Плача и смеясь, мы целовали и прижимали друг друга к сердцу – радость была такой, что не выразить словами…

– Родя, дорогой мой, ненаглядный! – всхлипывала матушка, называя меня истинно материнскими словами. – Я уже думала, что никогда тебя не увижу!..

Мы ещё раз обнялись крепко-крепко, а Разумихин – это был именно он – сказал:

– Я говорил, выживет он!
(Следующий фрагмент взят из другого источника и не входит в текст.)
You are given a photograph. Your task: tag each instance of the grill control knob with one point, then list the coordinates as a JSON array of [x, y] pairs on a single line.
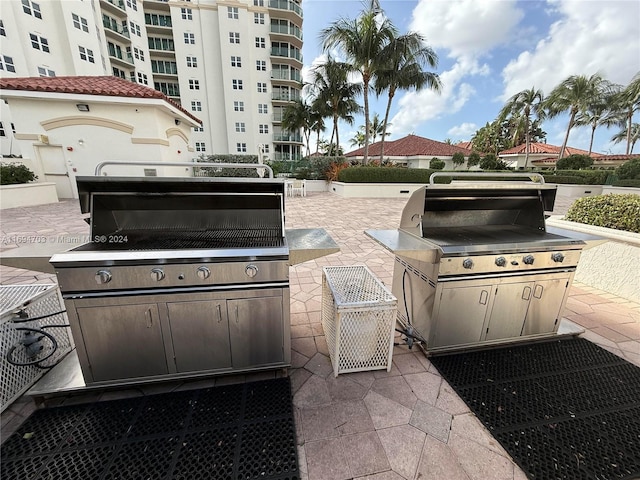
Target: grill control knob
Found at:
[[103, 276], [203, 273], [157, 274], [251, 270]]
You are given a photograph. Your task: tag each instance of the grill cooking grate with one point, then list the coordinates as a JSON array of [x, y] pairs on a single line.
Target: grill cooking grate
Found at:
[[231, 432], [563, 409]]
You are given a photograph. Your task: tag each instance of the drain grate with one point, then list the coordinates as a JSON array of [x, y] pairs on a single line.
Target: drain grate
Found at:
[[565, 409], [234, 432]]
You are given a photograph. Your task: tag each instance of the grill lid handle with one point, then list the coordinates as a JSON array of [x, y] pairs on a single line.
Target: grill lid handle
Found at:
[[534, 177], [187, 164]]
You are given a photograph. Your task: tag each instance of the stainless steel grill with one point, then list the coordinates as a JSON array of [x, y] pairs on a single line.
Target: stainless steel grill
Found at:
[[475, 264]]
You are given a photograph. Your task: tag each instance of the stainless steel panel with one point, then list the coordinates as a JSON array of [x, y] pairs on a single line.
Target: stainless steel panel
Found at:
[[256, 331], [200, 335], [123, 341]]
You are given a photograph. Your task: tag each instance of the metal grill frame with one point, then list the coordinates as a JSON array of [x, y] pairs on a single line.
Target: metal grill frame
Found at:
[[36, 300], [358, 318]]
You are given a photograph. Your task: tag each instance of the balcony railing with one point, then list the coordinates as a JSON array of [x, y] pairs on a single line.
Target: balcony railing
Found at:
[[287, 137], [286, 5], [287, 30], [286, 52]]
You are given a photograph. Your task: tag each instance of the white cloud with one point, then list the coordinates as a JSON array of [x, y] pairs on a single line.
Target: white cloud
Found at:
[[465, 27], [589, 37], [463, 131]]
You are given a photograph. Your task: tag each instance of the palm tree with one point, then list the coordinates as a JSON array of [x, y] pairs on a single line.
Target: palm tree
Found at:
[[629, 136], [334, 94], [361, 40], [522, 105], [574, 95], [297, 116], [405, 56]]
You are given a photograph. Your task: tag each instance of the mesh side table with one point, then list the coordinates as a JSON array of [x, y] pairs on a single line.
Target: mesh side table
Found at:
[[358, 319], [44, 304]]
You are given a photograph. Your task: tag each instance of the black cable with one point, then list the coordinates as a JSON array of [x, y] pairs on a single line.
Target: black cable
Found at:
[[51, 338], [31, 319]]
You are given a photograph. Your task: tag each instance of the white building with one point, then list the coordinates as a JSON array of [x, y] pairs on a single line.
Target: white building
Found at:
[[235, 64]]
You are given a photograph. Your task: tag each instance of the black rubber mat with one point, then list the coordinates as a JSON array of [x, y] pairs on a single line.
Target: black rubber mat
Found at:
[[565, 409], [233, 432]]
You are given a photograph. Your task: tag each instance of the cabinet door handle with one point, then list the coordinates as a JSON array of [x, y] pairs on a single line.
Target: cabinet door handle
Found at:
[[537, 291], [483, 297]]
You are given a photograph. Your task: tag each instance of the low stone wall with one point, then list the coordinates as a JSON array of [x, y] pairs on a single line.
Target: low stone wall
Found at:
[[612, 266], [27, 194]]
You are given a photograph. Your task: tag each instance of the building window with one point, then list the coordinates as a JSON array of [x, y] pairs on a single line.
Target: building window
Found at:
[[45, 72], [135, 28], [86, 54], [6, 63], [39, 43], [31, 8], [80, 22]]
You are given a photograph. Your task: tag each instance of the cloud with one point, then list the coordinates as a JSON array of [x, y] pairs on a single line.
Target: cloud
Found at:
[[464, 131], [588, 37], [465, 27]]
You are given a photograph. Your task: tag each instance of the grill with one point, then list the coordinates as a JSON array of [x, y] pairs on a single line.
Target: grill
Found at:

Соня не дала ему помереть!

– Я знал, что вы приедете, – крепко пожал я ему руку. – Все эти три года я ждал вас и хранил ваши письма.

– Как же я рада видеть тебя снова! – воскликнула маменька. – И Дмитрий Прокофьич рад, и Дунечка тоже.

Только тут я заметил, что на меня умилëнно смотрит Дуня, моя милая, верная сестра. Трогательное волнение охватило меня; я заключил Дуню в сердечные объятия, шепча при этом сокрушëнно:

– Милая моя, хорошая! Узнала ли ты меня, измученного и нищего каторжника?